148. Troisièmement, l’article 18 TFUE ne pourrait servir que de remède subsidiaire, limité à des situations dans lesquelles le droit national n’assure pas une protection adéquate des droits fondamentaux. C’est depuis longtemps que le droit de l’Union européenne confère une protection qui est subsidiaire par nature. Ainsi les principes d’effectivité (114) et d’équivalence (115), le droit à la protection juridictionnelle effective (116) et le principe de la responsabilité de l’État pour violation du droit de l’Union européenne (117) sont tous des instruments qui ne jouent un rôle que lorsque les règles nationales s’avèrent inadéquates. Cette dernière condition contribue à maintenir un équilibre approprié entre l’autonomie des États membres et l’«effet utile» du droit de l’Union européenne (118). Elle fait en sorte que la protection subsidiaire assurée par le droit de l’Union européenne complète le droit national plutôt que de s’appliquer sans tenir aucun compte de ce dernier. Il appartiendrait à la juridiction nationale de déterminer a) si une protection était disponible en droit national et b), pour le cas où cette protection était en principe disponible, si elle était (ou non) au moins équivalente à celle disponible au titre du droit de l’Union européenne.

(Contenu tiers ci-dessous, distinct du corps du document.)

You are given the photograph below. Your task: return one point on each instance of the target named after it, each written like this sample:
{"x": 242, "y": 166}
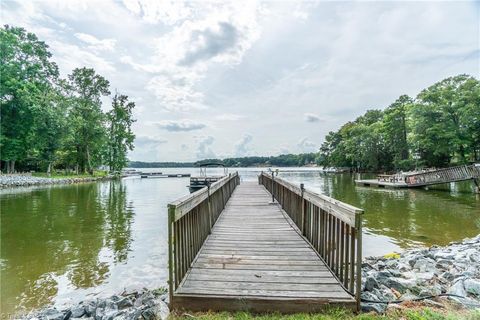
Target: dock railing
{"x": 445, "y": 175}
{"x": 190, "y": 220}
{"x": 333, "y": 228}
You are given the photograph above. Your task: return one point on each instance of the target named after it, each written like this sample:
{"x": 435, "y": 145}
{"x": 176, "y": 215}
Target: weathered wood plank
{"x": 255, "y": 254}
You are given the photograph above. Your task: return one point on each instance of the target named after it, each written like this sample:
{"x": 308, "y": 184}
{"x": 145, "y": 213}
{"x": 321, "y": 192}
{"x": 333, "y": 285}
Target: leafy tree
{"x": 120, "y": 134}
{"x": 86, "y": 117}
{"x": 396, "y": 131}
{"x": 27, "y": 76}
{"x": 445, "y": 119}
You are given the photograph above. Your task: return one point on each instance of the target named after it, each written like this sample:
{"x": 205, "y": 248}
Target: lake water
{"x": 61, "y": 244}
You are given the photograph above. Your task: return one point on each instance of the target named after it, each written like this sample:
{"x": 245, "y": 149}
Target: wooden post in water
{"x": 171, "y": 219}
{"x": 273, "y": 178}
{"x": 358, "y": 280}
{"x": 476, "y": 189}
{"x": 302, "y": 188}
{"x": 210, "y": 213}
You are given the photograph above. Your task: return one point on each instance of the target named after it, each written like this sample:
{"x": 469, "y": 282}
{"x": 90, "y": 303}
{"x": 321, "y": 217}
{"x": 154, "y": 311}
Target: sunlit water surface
{"x": 61, "y": 244}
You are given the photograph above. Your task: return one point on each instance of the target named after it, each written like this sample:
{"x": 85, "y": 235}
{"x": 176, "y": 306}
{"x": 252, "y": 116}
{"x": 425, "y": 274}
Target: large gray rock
{"x": 457, "y": 289}
{"x": 472, "y": 286}
{"x": 124, "y": 302}
{"x": 374, "y": 307}
{"x": 77, "y": 311}
{"x": 424, "y": 265}
{"x": 52, "y": 314}
{"x": 370, "y": 283}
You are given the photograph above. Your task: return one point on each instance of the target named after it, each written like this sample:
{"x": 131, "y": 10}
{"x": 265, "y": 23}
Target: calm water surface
{"x": 62, "y": 244}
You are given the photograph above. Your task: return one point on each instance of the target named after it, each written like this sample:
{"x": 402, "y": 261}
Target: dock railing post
{"x": 210, "y": 213}
{"x": 358, "y": 282}
{"x": 302, "y": 189}
{"x": 171, "y": 219}
{"x": 273, "y": 178}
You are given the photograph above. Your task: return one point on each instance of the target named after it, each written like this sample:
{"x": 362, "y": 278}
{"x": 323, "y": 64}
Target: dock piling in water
{"x": 298, "y": 255}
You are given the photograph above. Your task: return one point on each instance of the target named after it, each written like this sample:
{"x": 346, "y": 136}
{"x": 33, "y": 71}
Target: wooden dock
{"x": 255, "y": 258}
{"x": 427, "y": 178}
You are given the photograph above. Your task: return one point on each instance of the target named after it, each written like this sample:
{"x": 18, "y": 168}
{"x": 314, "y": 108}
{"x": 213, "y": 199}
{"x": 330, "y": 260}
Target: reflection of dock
{"x": 169, "y": 175}
{"x": 380, "y": 184}
{"x": 427, "y": 178}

149. Lors de l’audience, le conseil de M. Ruiz Zambrano a indiqué que le Conseil d’État et la Cour constitutionnelle de Belgique s’étaient récemment prononcés sur la discrimination à rebours dont était victime un ressortissant d’un État tiers se trouvant dans une situation comparable à celle de son client (119). C’est, bien sûr, exclusivement à la juridiction nationale qu’il appartient de vérifier si, en l’espèce, M. Ruiz Zambrano peut tirer la protection nécessaire du droit national sans recourir à l’article 18 TFUE. Dans le cadre de ma proposition, la juridiction nationale demeurerait chargée d’appliquer les trois critères cumulatifs que je suggère et de permettre d’invoquer le droit de l’Union européenne pour éviter une discrimination à rebours uniquement lorsqu’il est satisfait à ces critères.

150. Je suggère donc de répondre à la deuxième question que l’article 18 TFUE doit être interprété en ce sens qu’il interdit la discrimination à rebours, causée par l’interaction de l’article 21 TFUE avec le droit national, qui implique une violation d’un droit fondamental protégé par le droit de l’Union européenne, lorsqu’une protection au moins équivalente n’est pas disponible en droit national.

 Troisième question – Droits fondamentaux

151. Si la Cour considère qu’il convient de faire, à la fois à la première et à la deuxième question (telles que formulées ci‑dessus), une réponse qui ne va pas dans le sens souhaité par M. Ruiz Zambrano, il devient nécessaire d’aborder la troisième question. Peut‑il invoquer le droit fondamental à la vie familiale, consacré par le droit de l’Union européenne, indépendamment de toute autre disposition de celui‑ci?

152. Cela soulève une très importante question de principe: quel est le champ d’application des droits fondamentaux au regard du droit de l’Union européenne? Peuvent‑ils être invoqués en tant que droits autonomes à l’encontre d’un État membre? Ou doit‑il exister quelque autre lien avec le droit de l’Union européenne? Il est superflu de s’étendre sur l’importance potentielle de la réponse à cette question.

153. C’est la Cour elle‑même, évidemment, qui a reconnu très tôt les principes fondamentaux du droit et les droits fondamentaux au sein de l’ordre juridique de l’Union européenne (120). En 1992, les fruits de cette jurisprudence ont été incorporés au traité sur l’Union européenne, qui a imposé (article 6 TUE) à l’Union de respecter les droits fondamentaux.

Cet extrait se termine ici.